Costa Rica adjusted to the change in the second half, replacing their entire right flank (including a very poor Campbell, whose role was taken over by Bolaños) and bringing on central midfielder Randall Azofeifa to shift into a more possession-oriented 3-4-3 (Ruiz moving out to the left of Saborío). They again dominated possession against a United States team that was content to sit back, but which was now also outmanned in the middle of the pitch. But Costa Rica’s chances still foundered, and they already looked defeated by the 70′ substitution of Graham Zusi. He replaced Bobby Wood, allowing the more energetic if less talented Gyasi Zardes to move up top and getting a legitimate winger onto the right flank. Zardes’s pressing was immediately effective, and at 87′ Zusi was able to strip Calvo and score a final goal to strengthen the US goal difference.
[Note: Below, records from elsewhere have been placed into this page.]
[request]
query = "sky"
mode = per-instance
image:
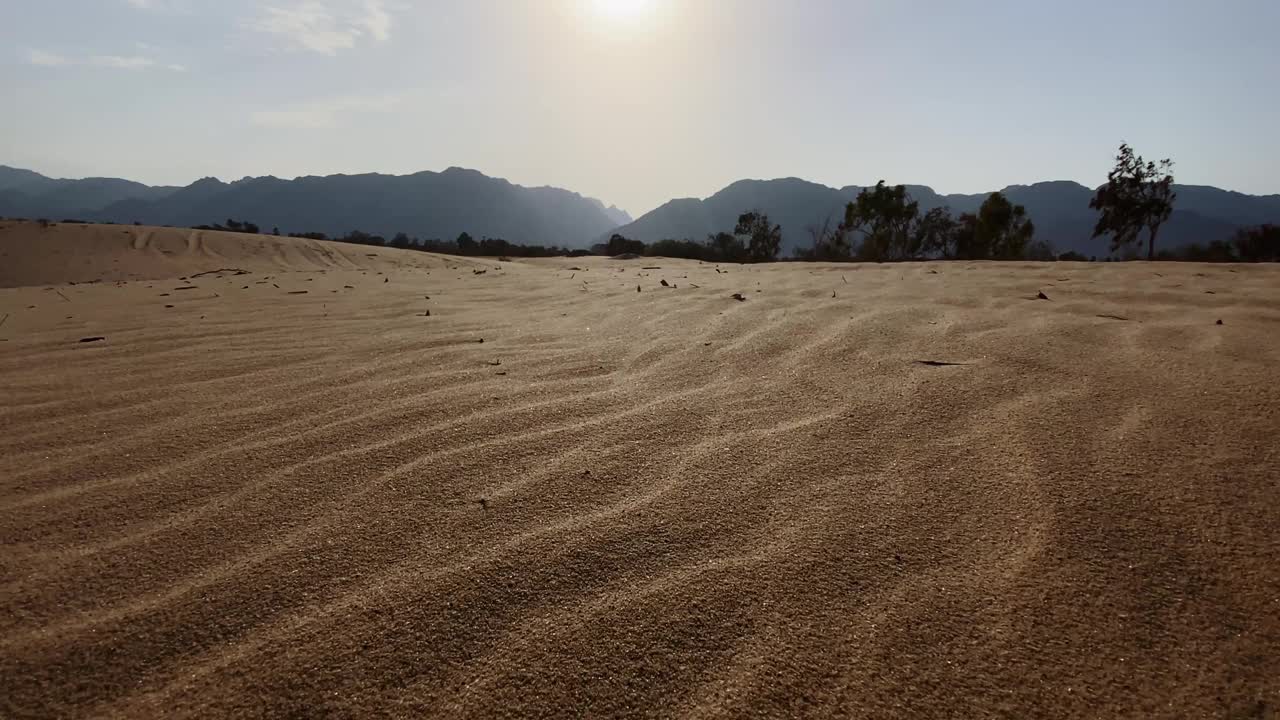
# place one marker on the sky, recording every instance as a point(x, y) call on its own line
point(638, 101)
While the result was much more pleasing for US fans than the Colombia game, I’m not sure the play was significantly better. Here our chances fell and Costa Rica’s didn’t, and especially once you factor in the quality gap between Colombia and Costa Rica, I’m not sure how much difference can be drawn between the two performances. Certainly, Colombia’s sparkling game against Paraguay, especially that of James Rodríguez, suggests that the United States deserves more credit than they got for containing the fluid and challenging group leaders. Paraguay remain a serious threat to US chances of advancing, and that game will now clearly determine the final assessment of Klinsmann’s side in this tournament.